Another in the series on historic sites on the “Thames Path” walk …
Rotherhithe was first recorded as Rederheia in around 1105, and as Rotherhith alias Redderiffe in 1621. It takes its name from the Old English “redhra”, meaning mariner, and “hyth”, meaning haven.
It appears to have been a small settlement surrounding the church of St Mary in the Medieval period, when Edward III had a retreat on the river here, built in 1349; and then to have undergone a major phase of development in the Post-Medieval, when a timber wall and number of shipyards and docks were built along the river-front. The Mayflower set sail from Rotherhithe in 1620 for Plymouth and eventually the Americas. Among those on board was one Dorothea or Dorothy Bradford, nee May, a distant relative of mine, on a different branch of the family tree, similarly descended from Robert Belknap (1330-1401).
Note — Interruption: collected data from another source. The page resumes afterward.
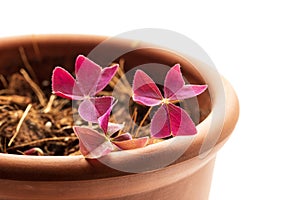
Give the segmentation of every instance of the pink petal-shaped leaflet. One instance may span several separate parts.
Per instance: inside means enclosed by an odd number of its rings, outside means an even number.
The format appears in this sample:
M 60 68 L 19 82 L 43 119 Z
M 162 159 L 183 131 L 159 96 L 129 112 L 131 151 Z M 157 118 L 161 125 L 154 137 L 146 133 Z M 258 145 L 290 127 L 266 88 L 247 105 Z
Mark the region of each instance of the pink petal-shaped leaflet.
M 87 127 L 73 127 L 74 133 L 79 138 L 79 148 L 85 158 L 100 158 L 110 153 L 114 147 L 102 134 Z
M 195 135 L 197 129 L 189 114 L 174 104 L 168 104 L 169 120 L 173 136 Z
M 143 71 L 137 70 L 133 78 L 133 101 L 156 106 L 161 103 L 163 96 L 154 81 Z
M 154 138 L 165 138 L 171 135 L 169 113 L 165 104 L 155 112 L 151 120 L 150 132 Z
M 85 99 L 80 103 L 78 113 L 85 121 L 97 123 L 99 117 L 107 115 L 107 110 L 111 109 L 113 100 L 111 96 Z
M 146 146 L 148 143 L 148 139 L 148 137 L 141 137 L 131 140 L 112 141 L 112 143 L 122 150 L 129 150 Z
M 96 93 L 102 91 L 110 82 L 112 77 L 118 71 L 119 65 L 113 65 L 111 67 L 105 67 L 102 69 L 100 80 L 96 83 Z
M 75 74 L 78 87 L 84 96 L 95 96 L 97 84 L 101 79 L 102 68 L 82 55 L 78 56 L 75 63 Z
M 151 135 L 155 138 L 194 135 L 196 127 L 190 116 L 174 104 L 163 104 L 151 121 Z
M 78 73 L 80 68 L 82 67 L 82 63 L 86 60 L 87 58 L 84 55 L 78 55 L 75 61 L 75 74 Z
M 207 89 L 207 85 L 185 85 L 172 96 L 169 100 L 183 100 L 191 97 L 195 97 Z
M 179 64 L 174 65 L 168 71 L 164 84 L 165 98 L 169 100 L 183 100 L 195 97 L 207 88 L 207 85 L 184 85 Z
M 98 119 L 98 121 L 99 121 L 99 119 Z M 110 137 L 114 133 L 120 131 L 123 128 L 124 128 L 124 124 L 116 124 L 116 123 L 108 122 L 108 127 L 107 127 L 107 133 L 106 134 L 107 134 L 108 137 Z
M 117 101 L 116 101 L 114 104 L 111 104 L 110 107 L 108 107 L 106 109 L 106 106 L 108 106 L 110 103 L 109 98 L 111 98 L 112 99 L 111 101 L 113 101 L 113 97 L 102 97 L 102 99 L 106 99 L 107 102 L 103 102 L 103 100 L 102 100 L 101 105 L 96 107 L 98 113 L 101 114 L 101 116 L 97 119 L 98 124 L 106 135 L 108 135 L 108 124 L 109 124 L 109 116 L 110 116 L 111 110 L 114 107 L 114 105 L 116 105 L 116 103 L 117 103 Z M 105 111 L 105 109 L 106 109 L 106 111 Z M 102 113 L 103 111 L 105 111 L 105 112 Z
M 132 135 L 130 133 L 123 133 L 113 139 L 114 142 L 121 142 L 124 140 L 132 140 Z
M 57 96 L 82 100 L 83 95 L 73 76 L 61 67 L 56 67 L 52 74 L 52 91 Z
M 167 73 L 164 82 L 164 96 L 170 98 L 184 86 L 180 65 L 174 65 Z

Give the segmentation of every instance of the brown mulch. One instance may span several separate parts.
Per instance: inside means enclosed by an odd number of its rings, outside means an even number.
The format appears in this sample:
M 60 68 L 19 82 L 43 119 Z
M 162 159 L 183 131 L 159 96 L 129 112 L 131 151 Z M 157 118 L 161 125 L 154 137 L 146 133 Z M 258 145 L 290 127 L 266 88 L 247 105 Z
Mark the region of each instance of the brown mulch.
M 51 95 L 50 82 L 37 85 L 24 69 L 0 84 L 0 152 L 70 155 L 78 152 L 71 101 Z M 48 94 L 48 95 L 46 95 Z

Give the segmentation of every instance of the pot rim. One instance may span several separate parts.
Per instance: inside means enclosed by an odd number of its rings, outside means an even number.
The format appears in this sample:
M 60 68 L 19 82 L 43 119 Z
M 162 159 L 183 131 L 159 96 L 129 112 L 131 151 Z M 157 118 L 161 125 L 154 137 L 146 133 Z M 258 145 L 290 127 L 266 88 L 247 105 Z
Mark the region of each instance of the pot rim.
M 82 42 L 99 42 L 106 39 L 106 36 L 96 36 L 96 35 L 78 35 L 78 34 L 43 34 L 43 35 L 29 35 L 29 36 L 12 36 L 7 38 L 0 38 L 1 46 L 8 46 L 8 45 L 18 45 L 19 43 L 25 41 L 32 41 L 34 38 L 37 42 L 72 42 L 76 41 L 80 38 Z M 199 62 L 199 61 L 197 61 Z M 200 62 L 201 63 L 201 62 Z M 207 68 L 209 66 L 201 63 L 203 68 Z M 207 70 L 209 71 L 209 70 Z M 186 149 L 186 151 L 182 154 L 182 156 L 173 162 L 171 165 L 178 164 L 180 162 L 192 159 L 196 156 L 199 156 L 199 147 L 203 144 L 206 135 L 209 132 L 211 127 L 211 122 L 213 118 L 214 110 L 218 106 L 225 106 L 225 113 L 224 118 L 220 119 L 218 123 L 220 123 L 221 132 L 220 137 L 218 138 L 216 144 L 212 149 L 207 149 L 207 152 L 210 152 L 210 156 L 215 153 L 221 148 L 221 146 L 225 143 L 225 141 L 230 136 L 231 132 L 233 131 L 235 124 L 238 120 L 239 115 L 239 104 L 237 96 L 229 84 L 227 80 L 223 77 L 219 76 L 222 84 L 223 84 L 223 92 L 225 94 L 225 102 L 217 101 L 220 98 L 220 88 L 214 83 L 214 79 L 211 79 L 212 75 L 206 73 L 206 70 L 201 71 L 201 76 L 204 78 L 206 83 L 209 85 L 209 92 L 212 98 L 216 101 L 212 102 L 211 105 L 211 112 L 210 114 L 200 123 L 197 125 L 198 133 L 192 139 L 192 144 Z M 224 103 L 224 105 L 220 105 Z M 126 151 L 117 151 L 111 152 L 109 155 L 105 156 L 104 163 L 106 161 L 113 162 L 116 165 L 126 166 L 132 165 L 132 163 L 140 162 L 141 160 L 145 159 L 154 159 L 152 162 L 156 160 L 156 158 L 160 158 L 161 155 L 168 155 L 172 154 L 175 147 L 166 148 L 171 142 L 176 142 L 176 138 L 172 138 L 169 140 L 165 140 L 160 143 L 152 144 L 146 146 L 144 148 L 134 149 L 134 150 L 126 150 Z M 182 149 L 184 147 L 184 142 L 178 142 L 176 146 L 177 149 Z M 162 151 L 160 151 L 162 150 Z M 203 153 L 203 152 L 202 152 Z M 205 153 L 205 152 L 204 152 Z M 160 155 L 161 154 L 161 155 Z M 142 156 L 141 156 L 142 155 Z M 203 159 L 204 160 L 204 159 Z M 29 170 L 28 165 L 32 165 L 34 170 L 38 170 L 39 172 L 36 177 L 33 179 L 44 180 L 44 179 L 51 179 L 51 175 L 53 173 L 57 173 L 57 171 L 67 172 L 59 173 L 61 174 L 60 180 L 72 180 L 74 174 L 79 173 L 82 174 L 86 171 L 88 173 L 94 173 L 95 171 L 98 175 L 91 175 L 92 178 L 103 178 L 103 177 L 111 177 L 111 176 L 120 176 L 128 174 L 128 171 L 122 172 L 119 170 L 112 169 L 111 167 L 105 166 L 105 164 L 101 162 L 94 162 L 93 160 L 86 160 L 83 158 L 82 155 L 77 156 L 23 156 L 23 155 L 13 155 L 13 154 L 4 154 L 0 153 L 0 174 L 2 177 L 3 174 L 7 172 L 16 172 L 17 169 L 23 169 L 24 173 L 27 173 Z M 71 167 L 71 168 L 70 168 Z M 101 169 L 101 170 L 99 170 Z M 149 170 L 154 170 L 156 168 L 149 168 Z M 147 171 L 147 170 L 146 170 Z M 141 171 L 139 171 L 141 172 Z M 47 178 L 41 175 L 42 173 L 46 173 Z M 97 174 L 96 173 L 96 174 Z M 101 173 L 101 175 L 99 175 Z M 108 173 L 108 174 L 105 174 Z M 130 172 L 131 173 L 131 172 Z M 73 177 L 73 178 L 72 178 Z M 79 179 L 86 179 L 89 176 L 85 177 L 78 177 Z M 12 177 L 8 177 L 12 178 Z M 32 178 L 32 177 L 31 177 Z M 76 178 L 76 177 L 75 177 Z M 30 179 L 30 177 L 24 178 L 25 180 Z M 57 178 L 55 178 L 56 180 Z

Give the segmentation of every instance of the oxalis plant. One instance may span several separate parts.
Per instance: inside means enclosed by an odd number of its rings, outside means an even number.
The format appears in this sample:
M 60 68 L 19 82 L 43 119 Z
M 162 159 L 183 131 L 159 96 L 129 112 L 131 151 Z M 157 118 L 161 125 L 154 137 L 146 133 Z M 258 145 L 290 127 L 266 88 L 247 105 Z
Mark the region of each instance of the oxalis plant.
M 79 139 L 80 152 L 85 158 L 100 158 L 111 151 L 141 148 L 151 138 L 165 139 L 197 133 L 189 114 L 176 104 L 201 94 L 207 89 L 207 85 L 185 84 L 179 64 L 167 72 L 163 94 L 144 71 L 135 72 L 132 100 L 150 109 L 158 107 L 151 119 L 148 136 L 135 137 L 123 130 L 124 123 L 111 122 L 111 111 L 118 100 L 113 96 L 99 94 L 115 76 L 118 68 L 118 64 L 102 68 L 87 57 L 79 55 L 75 62 L 75 78 L 61 67 L 53 70 L 53 93 L 80 102 L 79 116 L 88 125 L 74 126 L 73 130 Z M 99 128 L 93 128 L 94 123 Z

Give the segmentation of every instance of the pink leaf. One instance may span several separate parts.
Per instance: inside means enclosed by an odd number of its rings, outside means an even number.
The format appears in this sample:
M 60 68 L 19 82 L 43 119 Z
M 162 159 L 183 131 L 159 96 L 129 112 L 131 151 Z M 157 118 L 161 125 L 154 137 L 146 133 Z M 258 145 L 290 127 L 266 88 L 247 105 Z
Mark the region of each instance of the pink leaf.
M 174 65 L 167 73 L 164 83 L 164 96 L 169 98 L 184 86 L 180 65 Z
M 77 57 L 75 74 L 83 96 L 95 96 L 97 84 L 101 81 L 102 68 L 82 55 Z
M 80 152 L 85 158 L 100 158 L 113 150 L 111 142 L 97 131 L 74 126 L 73 130 L 79 138 Z
M 80 67 L 82 66 L 82 63 L 86 60 L 87 58 L 84 55 L 78 55 L 76 58 L 75 62 L 75 74 L 78 73 L 80 70 Z
M 153 137 L 194 135 L 197 130 L 188 113 L 169 100 L 191 98 L 201 94 L 206 88 L 207 85 L 185 85 L 180 65 L 176 64 L 166 75 L 163 97 L 154 81 L 146 73 L 138 70 L 133 79 L 133 100 L 147 106 L 162 104 L 151 120 Z
M 112 77 L 114 77 L 114 75 L 116 74 L 116 72 L 118 71 L 119 65 L 113 65 L 111 67 L 105 67 L 103 68 L 102 72 L 101 72 L 101 77 L 100 77 L 100 81 L 98 81 L 98 83 L 96 84 L 96 93 L 98 93 L 99 91 L 102 91 L 110 82 L 110 80 L 112 79 Z
M 154 81 L 143 71 L 137 70 L 133 78 L 133 100 L 146 106 L 156 106 L 163 96 Z
M 195 135 L 197 133 L 193 120 L 185 110 L 174 104 L 168 104 L 167 107 L 170 117 L 171 134 L 173 136 Z
M 57 96 L 81 100 L 82 94 L 72 75 L 61 67 L 56 67 L 52 74 L 52 91 Z
M 99 121 L 99 119 L 98 119 L 98 121 Z M 116 124 L 116 123 L 108 122 L 107 136 L 110 137 L 112 134 L 120 131 L 123 128 L 124 128 L 124 124 Z
M 97 123 L 98 118 L 104 114 L 109 118 L 113 100 L 111 96 L 85 99 L 80 103 L 78 113 L 82 119 Z
M 116 74 L 119 65 L 102 69 L 89 58 L 79 55 L 75 63 L 75 73 L 80 89 L 85 96 L 95 96 L 102 91 Z
M 165 104 L 155 112 L 151 120 L 150 130 L 154 138 L 165 138 L 171 135 L 169 113 Z
M 141 137 L 131 140 L 113 141 L 113 144 L 123 150 L 137 149 L 146 146 L 148 139 L 148 137 Z
M 115 137 L 113 139 L 114 142 L 121 142 L 121 141 L 124 141 L 124 140 L 131 140 L 132 139 L 132 136 L 130 133 L 123 133 L 117 137 Z
M 185 85 L 175 94 L 169 97 L 169 100 L 183 100 L 195 97 L 207 89 L 207 85 Z
M 109 102 L 109 98 L 111 98 L 111 102 Z M 107 135 L 108 134 L 109 116 L 110 116 L 112 108 L 114 107 L 114 105 L 116 105 L 117 101 L 114 104 L 112 104 L 113 97 L 102 97 L 102 99 L 105 99 L 106 102 L 103 102 L 103 100 L 102 100 L 101 104 L 97 106 L 97 111 L 98 111 L 98 113 L 101 114 L 101 116 L 97 120 L 98 120 L 98 124 L 99 124 L 100 128 Z M 110 105 L 110 106 L 108 108 L 106 108 L 106 106 L 108 106 L 108 105 Z M 103 111 L 105 111 L 105 112 L 102 114 Z
M 166 138 L 171 135 L 194 135 L 196 127 L 190 116 L 174 104 L 163 104 L 151 121 L 151 135 L 154 138 Z
M 169 100 L 183 100 L 195 97 L 207 88 L 207 85 L 184 85 L 179 64 L 174 65 L 168 71 L 164 84 L 165 98 Z

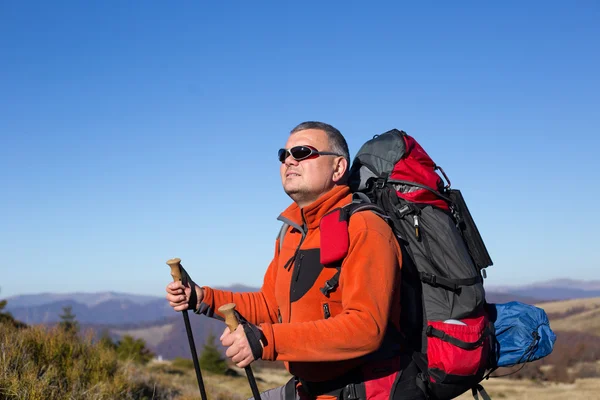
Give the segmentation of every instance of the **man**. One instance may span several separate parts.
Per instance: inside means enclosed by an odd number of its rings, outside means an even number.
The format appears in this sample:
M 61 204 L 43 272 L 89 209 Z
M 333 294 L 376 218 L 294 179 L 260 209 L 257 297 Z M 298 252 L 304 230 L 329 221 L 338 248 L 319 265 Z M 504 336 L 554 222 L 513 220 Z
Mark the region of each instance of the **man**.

Maritime Rotherhithe and the so-called Surrey Docks flourished in the later seventeenth to early twentieth centuries. Much of its maritime trade was with Scandinavia and the Baltic, Russia, Greenland and Canada. Some of it was in timber; some – at least until the early nineteenth century – in whale products, including oil, used for lighting and for lubrication, and bone, used in the manufacture of corsets.
The present church of St Mary was built, on the site of the previous – Medieval – church, in 1715, and St Mary Free School in 1797.
Rotherhithe was also to become home to Norwegian, Finnish and Swedish churches and seamen’s missions. The Norwegian church, St Olave’s, features a Viking longship on its steeple!
The area around the docks was badly damaged during the bombing of the Second World War, much of it taking place on the first night of the “Blitz”, on 6th/7th December, 1940.
Rotherhithe has been subject to much regeneration in the post-war period.
There are no fewer than three tunnels under the Thames here, one pedestrian, one road and one rail. The pedestrian one was built by Marc Isambard and Isambard Kingdom Brunel between 1825-43, and is now disused. Part of its superstructure houses the Brunel Museum.